Il campo d’azione della vit. A è relativo a tutto il tessuto di rivestimento cutaneo e a tutti gli epiteli degli organi interni.

Le fonti alimentari di vitamina A possono essere animali o vegetali: nel primo caso si fa quindi riferimento a retinolo e retinoidi, nel secondo a carotenoidi e provitamina A, quest’ultima poi trasformata dall’organismo in vitamina A.

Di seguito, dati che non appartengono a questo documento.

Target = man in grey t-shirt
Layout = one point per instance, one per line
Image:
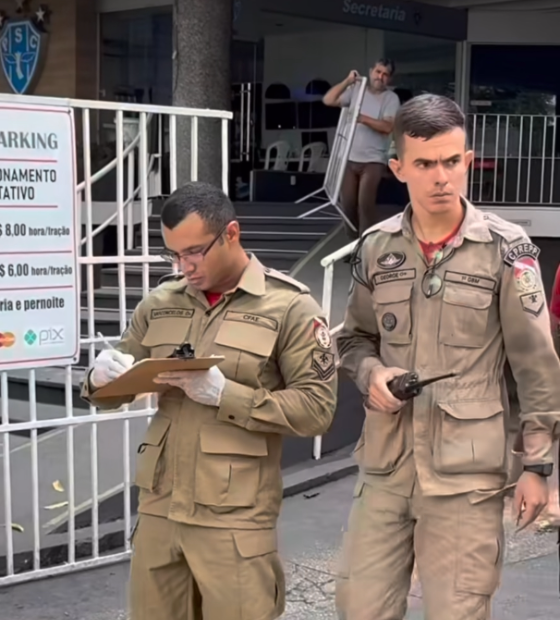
(372, 140)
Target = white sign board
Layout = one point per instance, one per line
(39, 280)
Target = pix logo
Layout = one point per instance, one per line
(7, 340)
(44, 337)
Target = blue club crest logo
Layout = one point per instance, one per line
(23, 42)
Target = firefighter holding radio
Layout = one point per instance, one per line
(442, 289)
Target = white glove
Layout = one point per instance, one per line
(109, 365)
(202, 386)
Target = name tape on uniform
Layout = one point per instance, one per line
(392, 276)
(323, 364)
(391, 260)
(322, 333)
(470, 280)
(253, 319)
(521, 250)
(167, 313)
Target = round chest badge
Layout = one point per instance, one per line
(389, 321)
(528, 280)
(322, 334)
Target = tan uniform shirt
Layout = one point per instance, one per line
(220, 467)
(491, 306)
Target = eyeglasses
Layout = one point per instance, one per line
(192, 257)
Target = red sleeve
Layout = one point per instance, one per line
(555, 299)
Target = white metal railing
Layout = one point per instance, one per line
(516, 164)
(23, 483)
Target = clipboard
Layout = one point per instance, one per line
(139, 378)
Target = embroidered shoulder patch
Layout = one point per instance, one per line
(323, 364)
(533, 303)
(522, 250)
(321, 333)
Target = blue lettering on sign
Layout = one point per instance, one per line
(20, 49)
(375, 11)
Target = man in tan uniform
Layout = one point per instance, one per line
(209, 467)
(442, 288)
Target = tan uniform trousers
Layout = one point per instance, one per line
(458, 546)
(185, 572)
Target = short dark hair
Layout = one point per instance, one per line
(387, 62)
(209, 202)
(426, 116)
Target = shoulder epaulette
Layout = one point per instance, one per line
(170, 277)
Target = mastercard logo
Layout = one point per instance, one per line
(7, 339)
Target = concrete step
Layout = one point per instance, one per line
(275, 209)
(108, 297)
(133, 275)
(107, 321)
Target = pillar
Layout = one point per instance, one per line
(201, 79)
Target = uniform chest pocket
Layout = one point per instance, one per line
(464, 316)
(228, 466)
(246, 349)
(164, 335)
(392, 307)
(470, 438)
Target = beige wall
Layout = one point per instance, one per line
(71, 63)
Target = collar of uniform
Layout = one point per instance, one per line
(252, 280)
(474, 226)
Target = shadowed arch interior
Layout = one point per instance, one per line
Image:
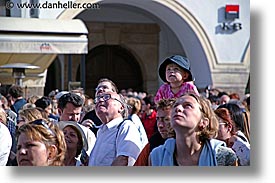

Per quanto riguarda le fonti di originale animale, la vitamina A è ampiamente disponibile nell’olio di fegato di merluzzo, nel fegato stesso di ovini, bovini e suini, nonché in alcuni derivati quali latte, latticini freschi, formaggi freschi e stagionati e uova. A questi si aggiungono anche integratori e tonificanti naturali, come la pappa reale prodotta dalle api. Decisamente più variegata è la disponibilità per gli alimenti vegetali, poiché la provitamina è presente in abbondanza sia nei comuni prodotti da orto che nella frutta.
Sul fronte delle verdure, spazio innanzitutto a cibi di colore giallo, rosso e arancione: questa caratteristica, infatti, suggerisce un elevato contenuto di carotenoidi. Via libera quindi a carote, zucca, peperoni e pomodoro, a cui si aggiungono altri esemplari a foglia verde come prezzemolo, tarassaco, lattuga, spinaci, indivia, cavolo, broccoli, sedano, cavoletti di Bruxelles e molti altri ancora. La carota, in particolare, è una delle fonti più comuni e abbondanti di betacarotene.

Poiché le diete di oggi sono più ispirate dal piacere che dalla fisiologia, non sono poche quelle prive o carenti di vit. A; di conseguenza, in alcuni casi, è necessaria un’integrazione con prodotti specifici.